Toward a Better Future

Interdisciplinary Humanities Center to present “Regeneration” lecture series

We live in disconcerting times. Pandemic, social unrest, political upheaval — it can seem apocalyptic, like we’ve finally reached the end of the line. But the truth is that we’ve been clutching our pearls and awaiting the end of civilization since we learned how to turn rocks into tools and weapons.

That’s why it’s important to remember that societies have been extraordinarily resilient, moving from crises and instability to eras of sustainable rebirth.

UC Santa Barbara’s Interdisciplinary Humanities Center (IHC) will explore this resilience with “Regeneration,” a public events series for 2021-22. Through speakers and presentations, the series will examine how societies and cultures in previous historical eras have moved from crisis and upheaval into periods of sustainable and equitable growth.

The series kicks off Thursday, Oct. 14, at 4 p.m. with “Environmental Justice as Regeneration,” a remote lecture by David N. Pellow, who holds the Dehlsen Chair in the Department of Environmental Studies and is director of the campus’s Global Environmental Justice Project. The event is free and open to the public.

“In this moment of increased anxieties and concerns about global climate change, racial violence and a worldwide pandemic,” Pellow said, “environmental justice scholars and activists can offer a compelling set of questions and frameworks that present new directions for promoting critical thinking and transformative action that are so urgently needed.”
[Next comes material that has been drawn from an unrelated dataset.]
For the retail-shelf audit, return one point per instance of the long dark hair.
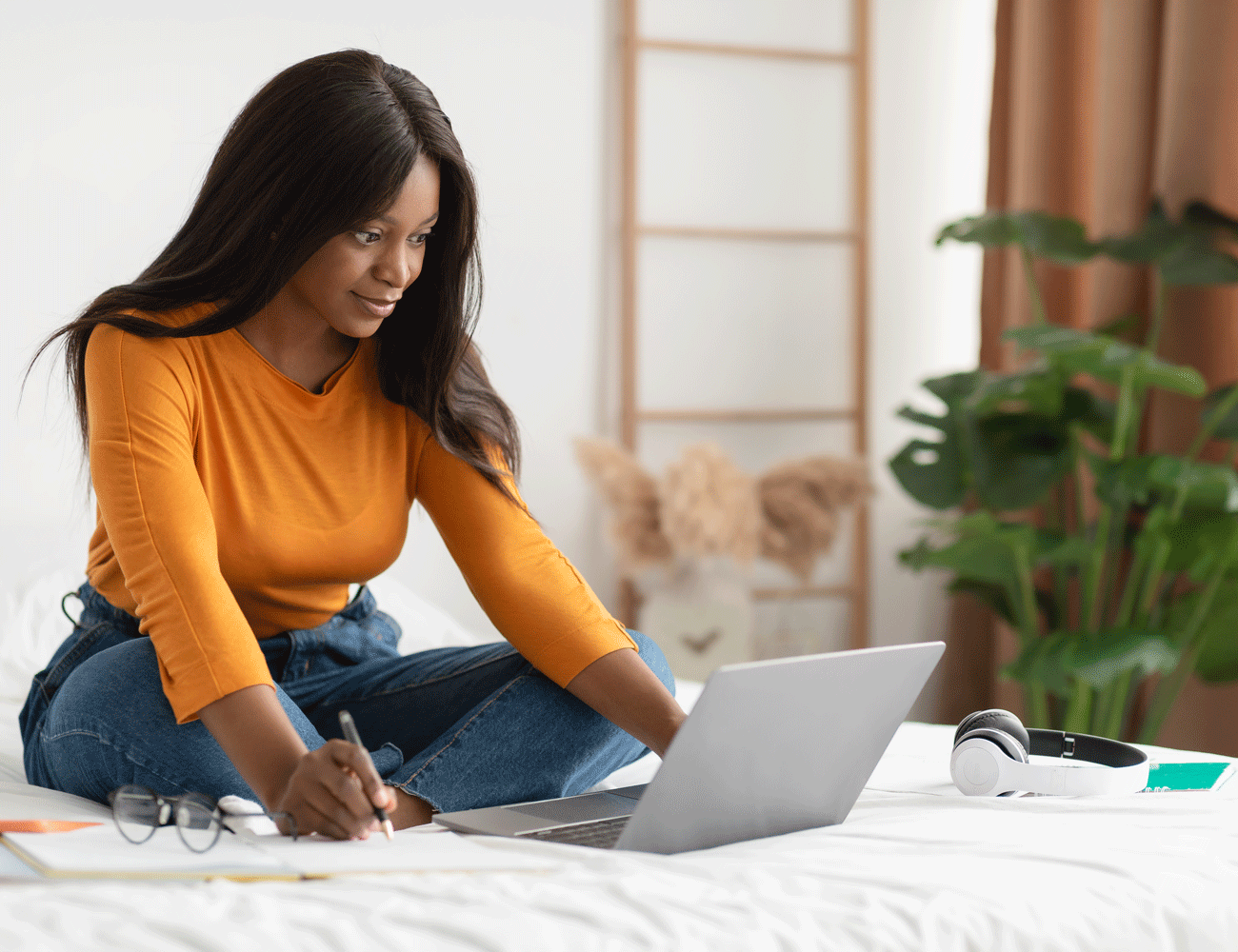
(322, 148)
IHC director Susan Derwin called Pellow the ideal person to launch the series.

“He has an extensive body of scholarship on issues of environmental and social justice, including abolition ecology, radical environmental and animal rights movements, and on how environmental privilege and environmental racism impact local ecologies,” she said. “He is also active in the environmental justice movement on the grass-roots level here on the Central Coast and beyond.”

Next in the “Regeneration” series will be a conversation with Clint Smith, a writer at The Atlantic, and Derwin on Wednesday, Nov. 3, at 4 p.m. Smith is the author of the narrative non-fiction book “How the Word Is Passed: A Reckoning with the History of Slavery Across America” (Little, Brown and Company). Their conversation will be followed by a Q&A.
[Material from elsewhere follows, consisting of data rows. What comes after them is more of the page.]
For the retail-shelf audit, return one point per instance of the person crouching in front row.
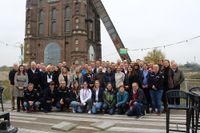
(49, 97)
(31, 96)
(122, 100)
(86, 98)
(97, 97)
(63, 96)
(109, 98)
(137, 101)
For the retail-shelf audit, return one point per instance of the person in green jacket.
(109, 100)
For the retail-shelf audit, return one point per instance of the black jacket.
(35, 78)
(31, 95)
(156, 80)
(64, 94)
(100, 95)
(140, 97)
(49, 95)
(12, 76)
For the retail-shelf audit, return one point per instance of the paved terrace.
(39, 122)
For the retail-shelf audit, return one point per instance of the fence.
(189, 83)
Additional events are listed on the “Regeneration” web page.

With everything going on in the world, Derwin said, the time was ripe to explore the past as we contemplate the future.
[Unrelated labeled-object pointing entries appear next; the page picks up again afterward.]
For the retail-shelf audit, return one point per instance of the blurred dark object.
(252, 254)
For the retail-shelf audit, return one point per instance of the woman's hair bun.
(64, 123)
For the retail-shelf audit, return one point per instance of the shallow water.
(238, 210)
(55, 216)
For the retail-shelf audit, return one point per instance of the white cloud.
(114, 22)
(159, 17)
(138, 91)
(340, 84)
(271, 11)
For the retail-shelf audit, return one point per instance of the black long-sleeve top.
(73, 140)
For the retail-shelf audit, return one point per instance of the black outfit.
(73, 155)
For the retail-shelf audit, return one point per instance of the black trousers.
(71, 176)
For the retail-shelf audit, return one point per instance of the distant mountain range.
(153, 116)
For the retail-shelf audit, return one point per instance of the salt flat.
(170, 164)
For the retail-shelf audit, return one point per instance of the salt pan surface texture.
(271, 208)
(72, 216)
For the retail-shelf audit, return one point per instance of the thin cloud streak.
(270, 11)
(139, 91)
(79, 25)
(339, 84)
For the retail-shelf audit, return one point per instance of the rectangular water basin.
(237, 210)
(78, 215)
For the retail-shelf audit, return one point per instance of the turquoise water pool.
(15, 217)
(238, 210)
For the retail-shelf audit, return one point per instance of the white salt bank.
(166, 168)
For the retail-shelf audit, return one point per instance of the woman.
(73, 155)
“We started thinking about the upcoming year’s public events series in the midst of the global pandemic,” she said. “Our community and the nation were experiencing precarity and loss, and there were urgent calls to redress the systemic inequities informing our social institutions. We decided upon ‘Regeneration’ as a topic that would help us envision a better future and engage with the key areas of anthropogenic climate change, urban crisis, global conflict and the hunger and need for cultural preservation and renewal.”